What You Don't See

She breathes, inhales dirty air.
Exhales worries and anger and paranoia and a puff of hope out of those tired lungs, worn from chain-smoking just one too many cigarettes.
 
She writes down the names of everyone who loves her; she makes sure she puts her own at the top.
 
She uses them like rafts and paddles to row through a crashing, chaotic sea that could swallow her whole in a second, a life full of potential crushed to a mere whisper of "Heaven needed another angel" under the churning, hungry waves.

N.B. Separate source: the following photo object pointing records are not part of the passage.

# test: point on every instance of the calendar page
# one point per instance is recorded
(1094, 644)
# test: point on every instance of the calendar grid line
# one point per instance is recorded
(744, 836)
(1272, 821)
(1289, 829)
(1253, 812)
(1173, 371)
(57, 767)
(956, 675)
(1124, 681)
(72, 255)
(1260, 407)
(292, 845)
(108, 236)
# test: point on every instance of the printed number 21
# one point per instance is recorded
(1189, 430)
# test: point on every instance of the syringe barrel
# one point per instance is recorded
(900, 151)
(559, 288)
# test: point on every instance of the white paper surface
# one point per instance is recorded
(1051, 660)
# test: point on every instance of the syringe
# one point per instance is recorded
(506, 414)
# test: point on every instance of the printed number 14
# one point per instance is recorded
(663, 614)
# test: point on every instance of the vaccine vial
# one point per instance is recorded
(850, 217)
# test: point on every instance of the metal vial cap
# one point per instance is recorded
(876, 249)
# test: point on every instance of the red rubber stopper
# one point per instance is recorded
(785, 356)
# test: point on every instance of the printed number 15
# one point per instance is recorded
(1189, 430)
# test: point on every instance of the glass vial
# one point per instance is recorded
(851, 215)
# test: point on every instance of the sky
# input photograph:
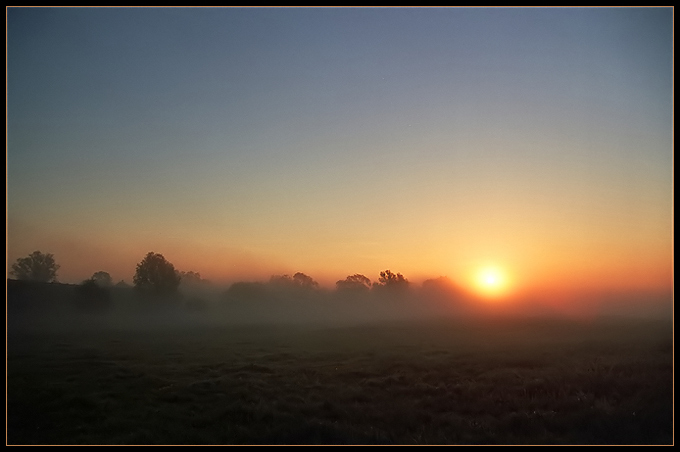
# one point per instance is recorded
(246, 142)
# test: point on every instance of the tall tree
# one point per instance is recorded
(36, 267)
(156, 275)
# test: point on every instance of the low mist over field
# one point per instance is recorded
(379, 225)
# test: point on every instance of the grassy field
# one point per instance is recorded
(502, 381)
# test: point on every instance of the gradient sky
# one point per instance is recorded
(242, 143)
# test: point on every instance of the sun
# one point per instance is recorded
(491, 282)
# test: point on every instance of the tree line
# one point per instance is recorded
(155, 275)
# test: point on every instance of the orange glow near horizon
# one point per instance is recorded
(491, 282)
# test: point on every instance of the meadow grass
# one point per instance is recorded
(488, 381)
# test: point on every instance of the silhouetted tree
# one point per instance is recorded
(102, 279)
(356, 282)
(297, 281)
(392, 280)
(156, 275)
(36, 267)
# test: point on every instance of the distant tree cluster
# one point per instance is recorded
(155, 275)
(36, 267)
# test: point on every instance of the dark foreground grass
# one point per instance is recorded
(444, 382)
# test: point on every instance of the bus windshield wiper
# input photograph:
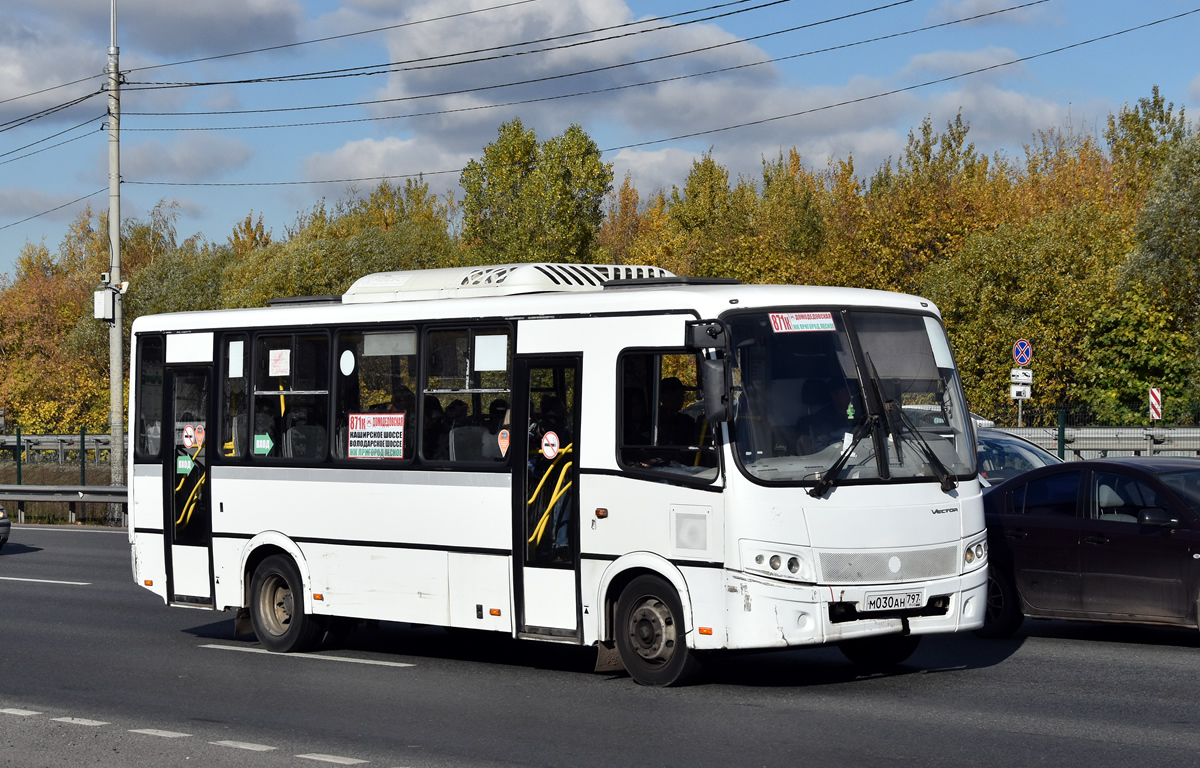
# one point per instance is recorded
(869, 424)
(943, 474)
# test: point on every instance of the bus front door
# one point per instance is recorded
(189, 525)
(546, 499)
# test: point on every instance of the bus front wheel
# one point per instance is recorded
(651, 634)
(276, 607)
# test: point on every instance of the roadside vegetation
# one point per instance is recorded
(1086, 245)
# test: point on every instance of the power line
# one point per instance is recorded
(305, 42)
(589, 93)
(323, 40)
(54, 209)
(37, 151)
(54, 136)
(396, 66)
(709, 131)
(52, 88)
(16, 123)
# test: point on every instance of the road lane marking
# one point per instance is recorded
(247, 745)
(166, 735)
(310, 655)
(81, 721)
(47, 581)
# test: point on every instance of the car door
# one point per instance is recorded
(1131, 569)
(1039, 526)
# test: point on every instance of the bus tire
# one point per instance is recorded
(881, 652)
(276, 607)
(651, 634)
(1002, 615)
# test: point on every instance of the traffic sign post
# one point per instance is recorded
(1021, 379)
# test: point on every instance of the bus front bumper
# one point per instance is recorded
(765, 613)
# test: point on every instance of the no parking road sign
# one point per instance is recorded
(1023, 353)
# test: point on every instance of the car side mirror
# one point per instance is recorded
(1157, 516)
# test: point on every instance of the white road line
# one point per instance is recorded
(335, 759)
(81, 721)
(310, 655)
(166, 735)
(47, 581)
(253, 748)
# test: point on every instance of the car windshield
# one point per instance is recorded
(1186, 485)
(811, 383)
(1003, 456)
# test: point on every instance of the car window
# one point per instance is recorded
(1053, 496)
(1119, 497)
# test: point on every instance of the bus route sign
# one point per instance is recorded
(1023, 353)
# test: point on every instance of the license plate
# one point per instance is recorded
(894, 601)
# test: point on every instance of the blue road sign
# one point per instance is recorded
(1023, 352)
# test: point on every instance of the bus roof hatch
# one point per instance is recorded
(503, 280)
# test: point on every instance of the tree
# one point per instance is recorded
(534, 202)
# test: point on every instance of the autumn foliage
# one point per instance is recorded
(1085, 245)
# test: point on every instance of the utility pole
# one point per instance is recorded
(115, 341)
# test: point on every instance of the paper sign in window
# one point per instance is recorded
(376, 436)
(235, 352)
(492, 353)
(280, 363)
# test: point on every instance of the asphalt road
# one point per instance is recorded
(95, 671)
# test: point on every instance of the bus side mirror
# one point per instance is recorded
(717, 393)
(705, 335)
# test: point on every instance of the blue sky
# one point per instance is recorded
(172, 156)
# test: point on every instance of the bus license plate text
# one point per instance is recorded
(894, 601)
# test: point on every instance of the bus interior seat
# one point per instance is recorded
(467, 443)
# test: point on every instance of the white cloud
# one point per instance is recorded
(199, 157)
(951, 10)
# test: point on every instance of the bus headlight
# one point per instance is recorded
(778, 561)
(975, 555)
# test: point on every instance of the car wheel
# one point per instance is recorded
(276, 607)
(1003, 612)
(651, 634)
(882, 652)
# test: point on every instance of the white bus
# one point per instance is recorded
(609, 456)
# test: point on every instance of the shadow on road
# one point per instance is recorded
(16, 547)
(778, 669)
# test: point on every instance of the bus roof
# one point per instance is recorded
(529, 292)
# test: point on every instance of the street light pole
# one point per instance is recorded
(115, 341)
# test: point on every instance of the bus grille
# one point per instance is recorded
(875, 567)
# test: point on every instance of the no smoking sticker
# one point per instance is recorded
(550, 445)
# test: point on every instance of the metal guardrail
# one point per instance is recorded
(1102, 442)
(71, 495)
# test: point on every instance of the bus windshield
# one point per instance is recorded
(879, 387)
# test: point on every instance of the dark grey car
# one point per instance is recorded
(1110, 540)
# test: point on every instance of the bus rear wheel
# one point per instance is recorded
(651, 634)
(276, 607)
(881, 652)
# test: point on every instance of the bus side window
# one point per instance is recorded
(375, 399)
(467, 395)
(663, 418)
(235, 396)
(148, 424)
(292, 396)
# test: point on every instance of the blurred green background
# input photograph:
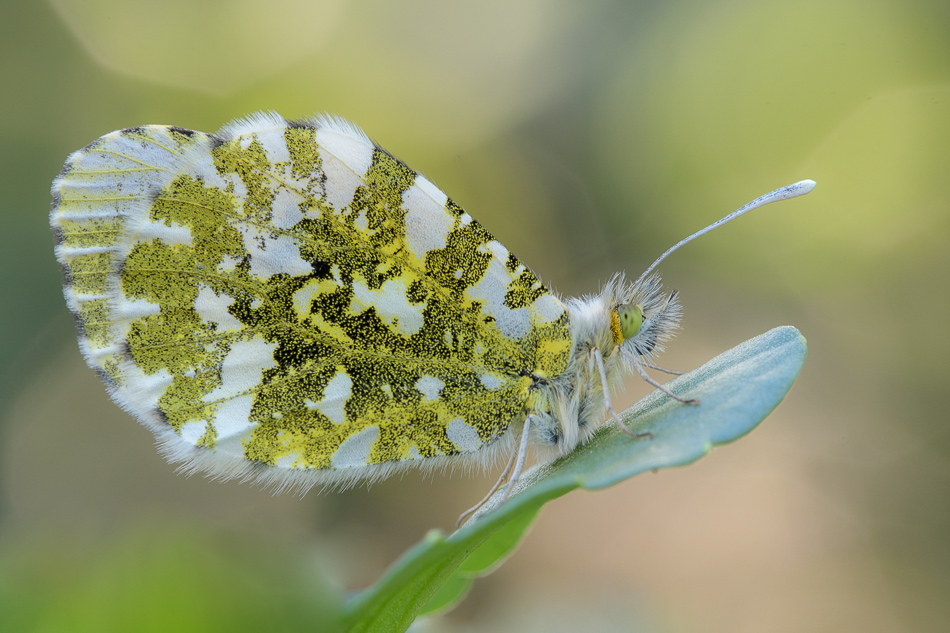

She's learned how to swim.
 
"Such a change!" people she'd considered friends long ago say to her in busy supermarkets, with carts full of judgement and prejudice nestled in between cartons of eggs and gallons of milk parked at their sides.
 
She'll smile politely, answer all the questions 
nomymotherdidntsendmetoahospital
yesimdoingfine 
noimnotgoingtokillmyself
yes, I got over it.
 
The last one will be through grimaced teeth, an acid saturated lie that stung her tongue when she spoke the words because truthfully, it's so hard to get over something when it seems that people keep reminding you of the past.
 
They will nod, giving her an awkwardly insincere pat on the back because they felt obligated to ask the obvious questions, as if a mere "are you ok?" could make up for months of "loosing touch" and "being so busy!" 
 
But every day, she gets a little better, her smile under a white hot sun more and more genuine, a body and mind healing over time because she's learned that the only one who can truly fix a person is themselves.
 
So she'll laugh a laugh like the tinkling of harmonious bells, and she'll take life a single second at a time, because she is not her failures, she never was.
 
She is who I am, not who I used to be.